After that, with the envelope in his breast pocket, Duff went outdoors. He knew now that the Yates place was being watched and he thought he could locate the agent on duty. He walked clear around the large rectangle of roads by which the property was bounded.
At the back of the property three Negroes were busy in a languid, hot-afternoon fashion, clearing the overgrown edges of the paved street. There was no one else. He then decided the watcher was hidden in the woods, and entered them. The undergrowth was thick and he went cautiously, as he was very sensitive to poisonwood, which abounded in the hammock around the house. He passed the platform where Eleanor had found the box again.
The G-men had it now. Platinum. He thought of that and shrugged.

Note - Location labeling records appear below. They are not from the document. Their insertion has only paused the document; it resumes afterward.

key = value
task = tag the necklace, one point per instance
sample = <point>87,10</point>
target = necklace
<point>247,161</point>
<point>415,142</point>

He came, finally, to the sinkhole. It was about twenty feet one way and thirty the other, overhung by big trees, with a big tree blown across it, and deep enough to contain water. Such sinkholes, common in Dade County, were caused by the eating out of soft limestone by underground water. When a pocket was thus formed its roof eventually collapsed. Most such “glades” were dry, but some, like this one, had been deeply eroded and held pools of dark water.

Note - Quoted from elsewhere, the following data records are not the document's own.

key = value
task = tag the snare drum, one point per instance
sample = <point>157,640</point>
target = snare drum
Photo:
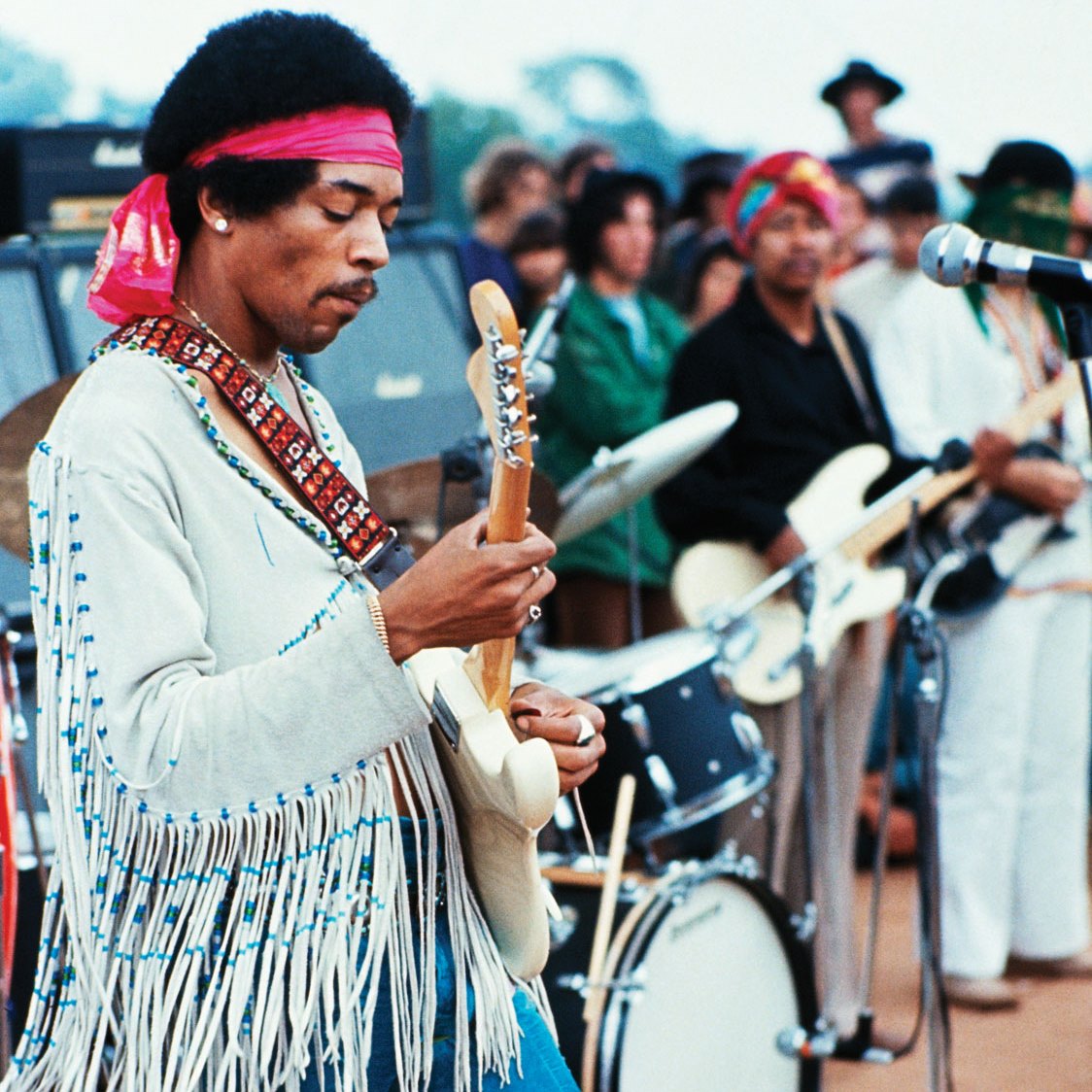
<point>675,724</point>
<point>703,976</point>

Duff looked in. The water, gleaming in the shade, reached back out of sight beneath great, thirsty roots and an overhang of limestone encrusted with fossil shells. Around its rim were faint signs of visitation. Kids came there occasionally — though forbidden by their parents— to catch minnows in traps or just to throw stones for the sake of the splash. The water was too shallow for drowning, but a person could have a nasty fall into it.
Looking down, Duff remembered the night he’d seen one of the mysterious boxes — if there had ever been “one” among many — in his own homemade lily pool. That thought led to another: the sinkhole reached back out of sight around its rim, and he was wearing old clothes. He could go back to the house for a rope or use a tree. He decided on a tree and found a suitable one nearby, a small palm uprooted by the October blow. He scrambled down it and landed high-deep, in warm water.

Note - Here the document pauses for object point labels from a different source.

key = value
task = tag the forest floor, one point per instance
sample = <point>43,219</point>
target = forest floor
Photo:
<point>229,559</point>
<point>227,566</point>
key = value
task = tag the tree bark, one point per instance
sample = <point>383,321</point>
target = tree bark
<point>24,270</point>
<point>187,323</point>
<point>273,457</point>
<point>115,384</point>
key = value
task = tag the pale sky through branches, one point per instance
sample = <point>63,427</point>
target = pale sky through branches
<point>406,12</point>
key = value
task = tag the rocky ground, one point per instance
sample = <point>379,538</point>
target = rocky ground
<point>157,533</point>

The bottom was mucky. Overhead was an oval of blue sky. Around him, the sides of the hole curved back and the water glinted in gloom. Sometimes, he recalled, there were alligators in these sinks. He saw none. He walked around the edges, peering into the recesses, stirring up mud.
Presently he came to an area, hidden from above by the overhang, which had been visited by somebody else. Perhaps by several people. And perhaps often. It was a kind of roofed room, open toward the pit; its muddy floor emerged as a soft bank. The bank showed many signs of feet — old markings and some probably not very old. There were flat marks, too, where boards had evidently sunk down into the mucky sediment. One or two boards were visible now, and he located another with his foot, then others. They’d settled beneath the surface of the ooze.
The footprints weren’t plain, except for one, which he studied. It was the mark of the side of a man’s shoe. The man evidently had fallen on the tarlike stuff. But his leg, curiously enough, had left no print. Duff decided that the man must have turned his ankle to make such a mark.